Earlier this month, EPA announced it cancelled its approval of the weed killer dicamba. However, it’s still allowing producers to use the product.
“The cancellation order they issued for XtendiMax and Engenia FeXapan gives tow basic directions,” said Chuck Lippstreu, president of the Michigan Agribusiness Association (MABA). “The first is based on the court ruling—the distribution sale of those products is prohibited. But growers and applicators that had existing stocks on hand the day of the court ruling, June 3, can use those consistent with the previously approved labels until July 31.”
Lippstreu said there is flexibility to avoid sending the industry into chaos during the middle of the growing season. Needless to say, dicamba has been a real lightning rod. It’s a product many consider to be essential for weed control.

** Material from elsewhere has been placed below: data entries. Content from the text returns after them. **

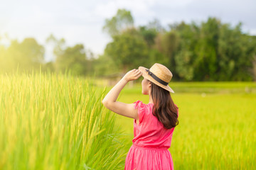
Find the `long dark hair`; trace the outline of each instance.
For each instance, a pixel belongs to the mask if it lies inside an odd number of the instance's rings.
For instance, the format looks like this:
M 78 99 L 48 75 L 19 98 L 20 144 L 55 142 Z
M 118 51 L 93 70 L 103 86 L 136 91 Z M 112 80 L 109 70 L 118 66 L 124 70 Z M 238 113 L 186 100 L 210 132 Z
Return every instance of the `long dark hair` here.
M 178 125 L 178 107 L 174 105 L 170 92 L 156 85 L 151 81 L 151 95 L 154 107 L 152 113 L 163 123 L 166 129 Z

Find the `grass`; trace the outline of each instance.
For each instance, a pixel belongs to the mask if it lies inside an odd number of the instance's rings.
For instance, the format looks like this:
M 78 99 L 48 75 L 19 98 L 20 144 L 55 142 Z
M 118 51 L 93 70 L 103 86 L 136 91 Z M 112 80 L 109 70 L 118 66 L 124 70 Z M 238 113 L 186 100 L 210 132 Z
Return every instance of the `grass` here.
M 118 101 L 144 103 L 138 80 Z M 133 120 L 101 103 L 111 87 L 68 74 L 0 74 L 0 169 L 123 169 Z M 254 82 L 172 84 L 175 169 L 255 169 Z

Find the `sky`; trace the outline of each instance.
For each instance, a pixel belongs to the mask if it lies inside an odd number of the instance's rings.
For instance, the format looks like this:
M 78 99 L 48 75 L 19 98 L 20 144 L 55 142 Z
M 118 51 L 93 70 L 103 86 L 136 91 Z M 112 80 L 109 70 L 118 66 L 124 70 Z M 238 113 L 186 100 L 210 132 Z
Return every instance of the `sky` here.
M 46 44 L 50 34 L 65 38 L 68 46 L 82 43 L 102 55 L 111 42 L 102 31 L 105 21 L 119 8 L 131 11 L 135 26 L 157 18 L 167 28 L 182 21 L 206 21 L 211 16 L 232 26 L 242 22 L 244 33 L 256 35 L 255 0 L 0 0 L 0 35 L 19 41 L 36 38 L 46 47 L 46 61 L 53 59 Z

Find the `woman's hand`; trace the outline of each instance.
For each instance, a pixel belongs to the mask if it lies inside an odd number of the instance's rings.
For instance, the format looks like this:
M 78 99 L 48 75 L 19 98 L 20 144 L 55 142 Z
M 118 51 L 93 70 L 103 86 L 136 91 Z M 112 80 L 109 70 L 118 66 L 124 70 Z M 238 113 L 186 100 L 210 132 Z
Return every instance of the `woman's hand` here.
M 132 69 L 129 71 L 123 77 L 126 81 L 129 81 L 131 80 L 135 80 L 139 79 L 142 75 L 142 72 L 139 69 Z

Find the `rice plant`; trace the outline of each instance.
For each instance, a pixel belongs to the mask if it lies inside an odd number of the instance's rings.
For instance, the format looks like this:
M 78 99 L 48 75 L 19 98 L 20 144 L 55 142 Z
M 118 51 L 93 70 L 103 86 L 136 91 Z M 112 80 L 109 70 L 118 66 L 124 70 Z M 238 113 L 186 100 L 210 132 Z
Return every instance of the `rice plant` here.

“There’s been a variety of issues surrounding dicamba over the years—it’s a hot topic,” said Lippstreu. “It’s a chemistry that’s resulted in quite a bit of policy and legal discussion the past several months and years.”
He added that chemistry is “critical” to the daily lives of agriculture.
“Whether you’re a farmer, an applicator, or anybody in agriculture, being able to innovate and use tools to help grow crops is central to everything we do,” said Lippstreu. “We were disappointed to see the Ninth Circuit ruling at pretty much the worst time in the growing season that creates a huge amount of uncertainty—even with the clarification from the EPA.”
It all boils down to responsible use of a chemical product, and Michigan has been one of the leaders when it comes to educating responsible applications.
“Michigan has one of the most robust training and certification programs for applicators—both private and certified—in the nation,” said Lippstreu. “It’s something we’ve had for some time. The industry has been a partner with MDARD, and we have a strong relationship in making sure applicators have the latest knowledge.”
Secretary Sonny Perdue issued the following statement on the ruling:
“USDA supports the actions taken by the EPA to respond responsibly to the decision of the Ninth Circuit regarding dicamba. At a time when the security of the food supply chain is paramount, the Center for Biological Diversity and its allies seek to cripple American farmers and further limit their ability to feed, fuel, and clothe this nation and the world. The Ninth Circuit should not allow plaintiffs’ hostility against the American farmer to cloud the fact that the EPA’s actions follow both legal precedent and common sense.”